Déjà attestée au début du 17e siècle dans la principauté, la dentellerie se transforme en une véritable industrie durant le siècle suivant. Elle se développe principalement dans les Montagnes et les Vallées. Neuchâtel devient le plus important centre de production de Suisse. La fabrique est organisée en production dispersée : les pièces de dentelle sont faites à domicile par des ouvrières à côté de leurs tâches domestiques et agricoles. Les produits sont vendus par des négociants spécialisés, disposant de réseaux commerciaux plus ou moins lointains. Le principal bassin de diffusion des dentelles neuchâteloises s’étend du Midi de la France et l’Italie à la Suisse orientale et l’Allemagne, puis outre-mer. Ce commerce se poursuivra parallèlement à celui de l’horlogerie, branche en plein essor, à laquelle il aura incontestablement ouvert des voies. Il déclinera sensiblement dès les années 1820 pour disparaître presque complètement au tournant du 20e siècle.

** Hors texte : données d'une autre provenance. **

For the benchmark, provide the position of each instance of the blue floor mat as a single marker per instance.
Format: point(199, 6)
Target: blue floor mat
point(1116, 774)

Ce carnet de 70 pages d’un solide papier bleu à couverture cartonnée gris beige provient de la maison de commerce Bugnon frères de Fleurier. Il contient les copies des lettres et notes envoyées par les commis de la maison dans le sud de la France et de leur succursale de Lyon. Les échantillons de dentelle joints aux courriers sont collés en regard des remarques. De l’automne 1822 au printemps 1828 avec des lacunes pour 1825 et 1827 ces renseignements arrivent au moment de la préparation des foires d’automne et de printemps. Outre leurs prix de vente dont l’importance est primordiale, l’appréciation finale des modèles est issue de critères esthétiques, tels que l’organisation des motifs ou la finesse de la maille, pondérés par une connaissance des modes et des goûts locaux. On apprend, entre autres, que des dentelles ne convenant par pour l’Albigeois pourront encore être vendues à Lyon. Plusieurs échantillons jugés intéressants et venant de maisons concurrentes sont aussi fournis.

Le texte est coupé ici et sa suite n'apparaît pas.